Diana Resting after her Bath
Franrois Boucher
1742 Oil on canvas, 56 x 73 cm


Diana and Actaeon
Giuseppe Cesari
1603-06 Oil on copper, 50 x 69 cm
Ovid tells how the young prince Actaeon, hunting in the forest, stumbled accidentally upon the grotto where Diana and her companion were bathing. To punish Actaeon for seeing Diana nude.
The Goddess Diana turned Actaeon into a stag. He was than chased and torn to pieces by his own hunting dogs.
The moral of the story may be that Actaeon now knows how his game feels as they are being hunted.


Diana's Return from the Hunt
1745. Franrois Boucher
Diana ( Greek name: Artemis ) The daughter of Zeus and Leto and the twin of the god Apollo. Diana was the virgin goddess of the childbirth and of wild animals.
Diana was the goddess of the hunt and chase. Diana carried a silver bow made by the Cyclopes.
Diana was often accompanied by maiden in her hunt, who tried to remain virgin like, Diana the goddess they worshiped.
However, many of the gods, especially Zeus, often ravished her beautiful companions.
Diana was the guardian of wild animals and the forest. Diana favored the bear, dog and boar. Diana's sacred trees are the laurel.


Diana and Callisto
Vecellio Tiziano, 1559
Oil on canvas, 187 x 205 cm
Callisto was one of Diana's best friends and one of the most beautiful mortal woman.

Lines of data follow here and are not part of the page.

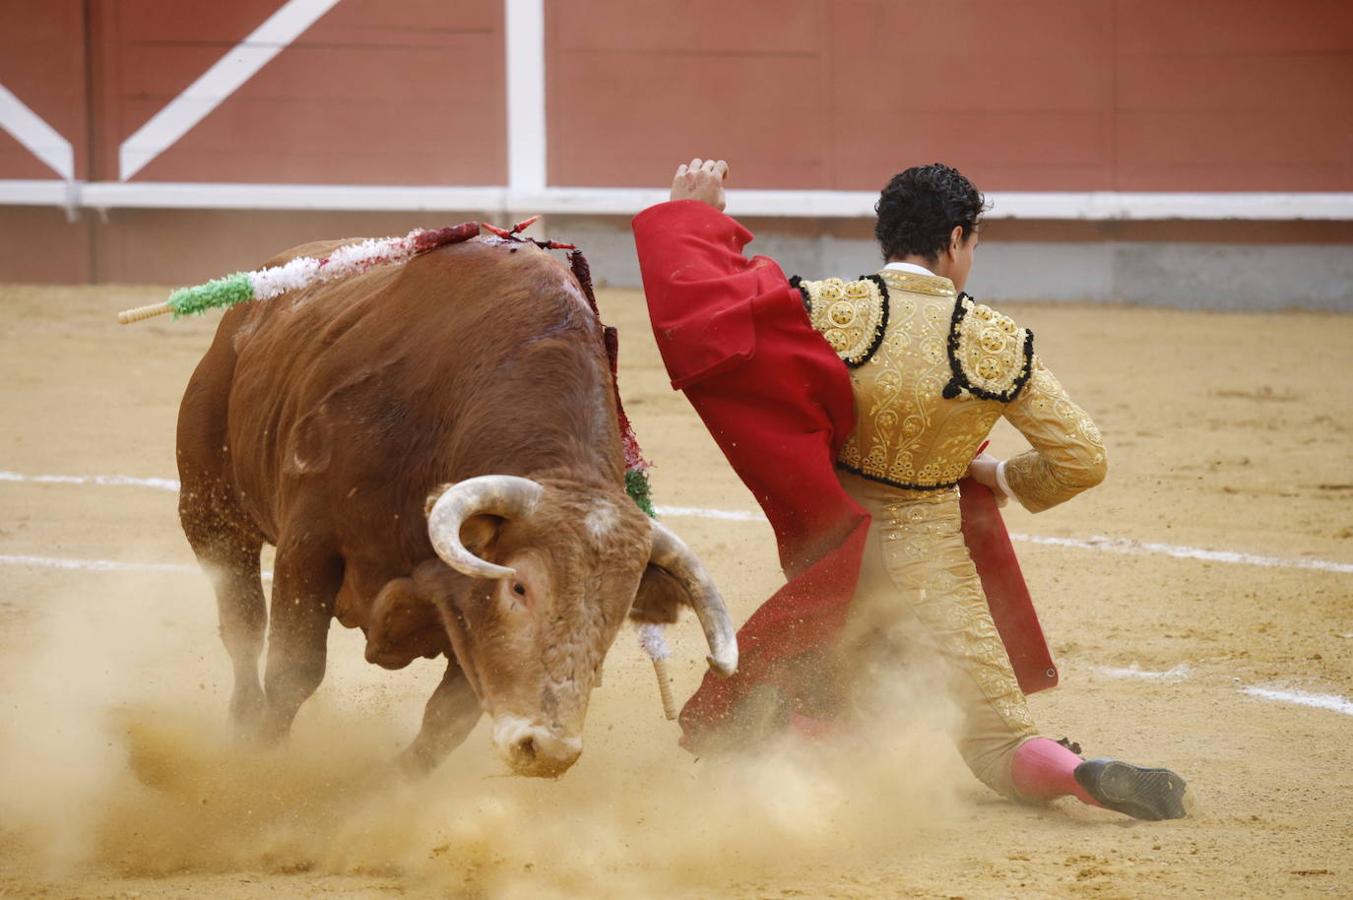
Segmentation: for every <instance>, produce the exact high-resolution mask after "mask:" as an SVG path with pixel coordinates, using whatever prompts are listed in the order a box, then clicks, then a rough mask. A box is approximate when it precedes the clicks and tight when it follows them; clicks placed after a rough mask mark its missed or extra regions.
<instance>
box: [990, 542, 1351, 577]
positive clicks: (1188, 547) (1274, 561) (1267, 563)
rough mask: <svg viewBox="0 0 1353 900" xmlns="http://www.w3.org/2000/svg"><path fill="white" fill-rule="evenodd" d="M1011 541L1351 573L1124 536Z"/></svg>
mask: <svg viewBox="0 0 1353 900" xmlns="http://www.w3.org/2000/svg"><path fill="white" fill-rule="evenodd" d="M1011 540H1017V541H1024V543H1027V544H1047V545H1050V547H1074V548H1077V549H1101V551H1104V552H1108V554H1126V555H1128V556H1139V555H1143V554H1154V555H1162V556H1174V558H1176V559H1201V560H1204V562H1208V563H1231V564H1239V566H1265V567H1269V568H1315V570H1318V571H1326V572H1353V563H1335V562H1330V560H1327V559H1285V558H1283V556H1258V555H1256V554H1238V552H1234V551H1230V549H1203V548H1201V547H1181V545H1178V544H1158V543H1153V541H1141V540H1130V539H1126V537H1103V536H1100V535H1096V536H1093V537H1088V539H1081V537H1045V536H1042V535H1011Z"/></svg>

Now Hear (Roman name Juno) knew her husband Zeus (Jupiter or Jove ) has seduces her.
So Hear said "I will take away that beauty with which you have captivated my husband." And Callisto fell to her hands and knees. Became covered with black hair, hands became claws, and served as feet her mouth became jaws, her voice, became a growl.

Now Zeus found out about it but could not un-do Hear's work. So Zeus places her (and his son by her) in the heavens as the Great and Little Bear.


Diana Returning from Hunt
Pieter Pauwel Rubens c. 1615


Diana and Actaeon
Vecellio Tiziano, 1559
An other picture of Actaeon stumbling on Diana and her nymphs nude while Diana was bathing. Later Actaeon was turned into a stag and killed by his own dogs and hunting party. A good excuse for artists to draw nude woman.

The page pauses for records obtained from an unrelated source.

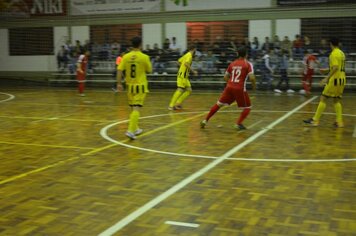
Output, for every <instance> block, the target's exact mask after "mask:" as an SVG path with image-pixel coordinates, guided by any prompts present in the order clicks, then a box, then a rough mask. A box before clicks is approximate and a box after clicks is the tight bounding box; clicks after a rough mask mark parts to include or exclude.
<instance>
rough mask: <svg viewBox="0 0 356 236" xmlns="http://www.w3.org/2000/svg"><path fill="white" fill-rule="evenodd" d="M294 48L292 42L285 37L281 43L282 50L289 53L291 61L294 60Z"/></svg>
mask: <svg viewBox="0 0 356 236" xmlns="http://www.w3.org/2000/svg"><path fill="white" fill-rule="evenodd" d="M292 48H293V44H292V41H290V40H289V37H288V36H284V39H283V40H282V42H281V50H284V51H287V52H288V57H289V60H293V53H292Z"/></svg>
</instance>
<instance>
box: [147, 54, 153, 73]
mask: <svg viewBox="0 0 356 236" xmlns="http://www.w3.org/2000/svg"><path fill="white" fill-rule="evenodd" d="M146 73H149V74H150V73H152V63H151V60H150V57H149V56H147V58H146Z"/></svg>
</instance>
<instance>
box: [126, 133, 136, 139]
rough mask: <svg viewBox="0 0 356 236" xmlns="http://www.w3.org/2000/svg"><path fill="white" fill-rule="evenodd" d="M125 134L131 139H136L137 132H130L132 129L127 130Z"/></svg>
mask: <svg viewBox="0 0 356 236" xmlns="http://www.w3.org/2000/svg"><path fill="white" fill-rule="evenodd" d="M125 135H126V136H127V137H128V138H129V139H131V140H135V139H136V136H135V134H134V133H132V132H130V131H127V132H126V133H125Z"/></svg>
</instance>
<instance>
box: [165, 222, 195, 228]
mask: <svg viewBox="0 0 356 236" xmlns="http://www.w3.org/2000/svg"><path fill="white" fill-rule="evenodd" d="M164 223H165V224H167V225H176V226H183V227H191V228H198V227H199V224H194V223H185V222H179V221H170V220H167V221H166V222H164Z"/></svg>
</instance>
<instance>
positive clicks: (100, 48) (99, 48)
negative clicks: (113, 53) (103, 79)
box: [99, 42, 111, 60]
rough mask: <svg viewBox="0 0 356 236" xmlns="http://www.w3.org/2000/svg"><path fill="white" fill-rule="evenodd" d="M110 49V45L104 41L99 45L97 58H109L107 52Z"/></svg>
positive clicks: (108, 54) (108, 56) (104, 59)
mask: <svg viewBox="0 0 356 236" xmlns="http://www.w3.org/2000/svg"><path fill="white" fill-rule="evenodd" d="M110 51H111V46H110V45H109V44H108V43H107V42H105V43H103V44H101V45H100V47H99V60H109V52H110Z"/></svg>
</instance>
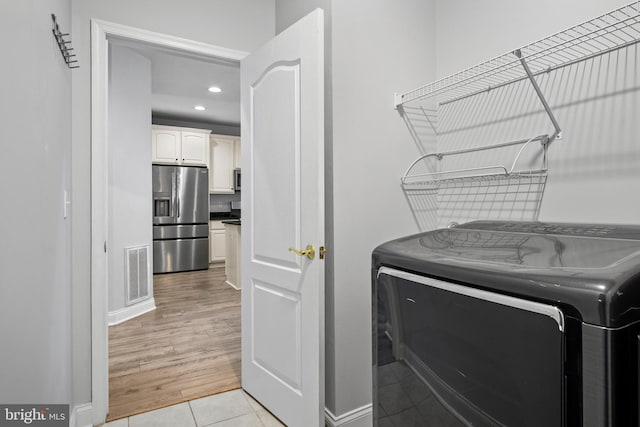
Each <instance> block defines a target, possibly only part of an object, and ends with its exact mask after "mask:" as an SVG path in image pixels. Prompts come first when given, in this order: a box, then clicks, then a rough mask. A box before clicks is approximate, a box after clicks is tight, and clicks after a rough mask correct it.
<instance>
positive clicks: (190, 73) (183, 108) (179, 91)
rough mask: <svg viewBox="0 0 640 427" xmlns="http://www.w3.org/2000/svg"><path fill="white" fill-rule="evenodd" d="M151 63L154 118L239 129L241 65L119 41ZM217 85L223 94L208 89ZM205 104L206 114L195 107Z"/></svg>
mask: <svg viewBox="0 0 640 427" xmlns="http://www.w3.org/2000/svg"><path fill="white" fill-rule="evenodd" d="M115 42H116V43H117V44H119V45H123V46H126V47H129V48H132V49H134V50H136V51H138V52H139V53H141V54H143V55H144V56H145V57H147V58H149V59H150V60H151V92H152V100H151V103H152V105H151V109H152V112H153V114H154V116H161V117H163V118H171V119H177V120H186V121H195V122H203V123H215V124H224V125H232V126H240V64H239V63H237V62H232V61H223V60H214V59H213V58H207V57H200V56H197V55H191V54H187V53H183V52H176V51H171V50H169V49H164V48H159V47H155V46H152V45H146V44H141V43H133V42H129V41H123V40H117V41H115ZM210 86H218V87H220V88H221V89H222V92H221V93H211V92H209V91H208V90H207V89H208V88H209V87H210ZM196 105H202V106H203V107H205V108H206V110H205V111H197V110H195V109H194V108H193V107H195V106H196Z"/></svg>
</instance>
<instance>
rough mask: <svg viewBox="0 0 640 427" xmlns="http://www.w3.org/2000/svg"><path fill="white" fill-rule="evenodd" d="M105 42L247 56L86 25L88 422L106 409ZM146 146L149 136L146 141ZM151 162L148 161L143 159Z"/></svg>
mask: <svg viewBox="0 0 640 427" xmlns="http://www.w3.org/2000/svg"><path fill="white" fill-rule="evenodd" d="M110 37H118V38H124V39H127V40H131V41H135V42H144V43H150V44H153V45H156V46H160V47H164V48H169V49H173V50H176V51H182V52H189V53H194V54H198V55H204V56H209V57H214V58H222V59H225V60H232V61H237V62H240V60H241V59H242V58H244V57H245V56H247V54H248V53H247V52H243V51H238V50H232V49H227V48H224V47H219V46H214V45H210V44H207V43H202V42H198V41H193V40H188V39H183V38H180V37H175V36H171V35H167V34H162V33H156V32H152V31H147V30H142V29H139V28H134V27H129V26H125V25H121V24H115V23H112V22H107V21H101V20H96V19H92V20H91V395H92V396H91V400H92V402H91V403H92V409H93V423H94V424H101V423H103V422H104V421H105V418H106V416H107V411H108V410H109V358H108V333H107V312H108V310H107V301H108V297H107V265H106V261H107V258H106V256H105V253H106V245H107V244H108V242H107V231H108V230H107V220H108V218H107V190H108V186H107V147H108V144H107V141H108V134H107V129H108V126H107V123H108V119H109V117H108V111H109V110H108V106H109V96H108V93H109V92H108V91H109V81H108V77H109V74H108V70H109V56H108V41H107V39H108V38H110ZM149 143H151V137H149ZM149 161H151V159H149Z"/></svg>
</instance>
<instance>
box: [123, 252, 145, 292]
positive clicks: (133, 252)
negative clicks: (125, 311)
mask: <svg viewBox="0 0 640 427" xmlns="http://www.w3.org/2000/svg"><path fill="white" fill-rule="evenodd" d="M124 258H125V260H124V262H125V281H126V296H125V305H132V304H135V303H137V302H139V301H141V300H145V299H147V298H149V293H150V292H149V284H150V283H151V278H150V277H149V274H150V272H151V268H150V265H149V245H145V246H132V247H127V248H124Z"/></svg>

Diana and her Nymphs Surprised by the Fauns
Pieter Pauwel Rubens c. 1638-40
Oil on canvas, 128 x 314 cm
Fauns (also called Pan) Pan had the head and torso of a man, but the hindquarters and horns of a goat.
Pan was the son of Hermes, and the god of flocks and pastures. Pan was a horny devil and had lustful nature, always trying to seduce the Nymphs of the fields and trees, not always successfully. Also Pan often led the Nymphs in dance
Pan was a great musician with the shepherds pipes (Syrinx) which he invented. There was a nymph named Syrinx who was loved by the satyrs and spirits of the wood but remained a virgin and a faithful worshipper of Diana. One day, as Syrinx was returning from the chase, Pan met her, and tried to hit on her.
Syrinx ran away, without stopping to hear his compliments, he followed her until she came to the river bank.
Syrinx called for help from the water nymphs. Pan threw his arms around what he thought was the form of the nymph and found he embraced only a tuft of reeds! As he breathed a sigh, the air sounded through the reeds, and made a fine melody.
Pan was charmed with the with the sweetness of the music and novelty and took some of the reeds, and placing them together side by side, of different lengths, made an instrument which he called Syrinx, in honor of the nymph Syrinx.


Diana with Her Hunting Dogs beside Kill
Jan Fyt
Oil on canvas, 79 x 116 cm
Diana was the Goddess of game and hunting. The hunt thought a glorified aristocratic privilege of the Gods and heroes.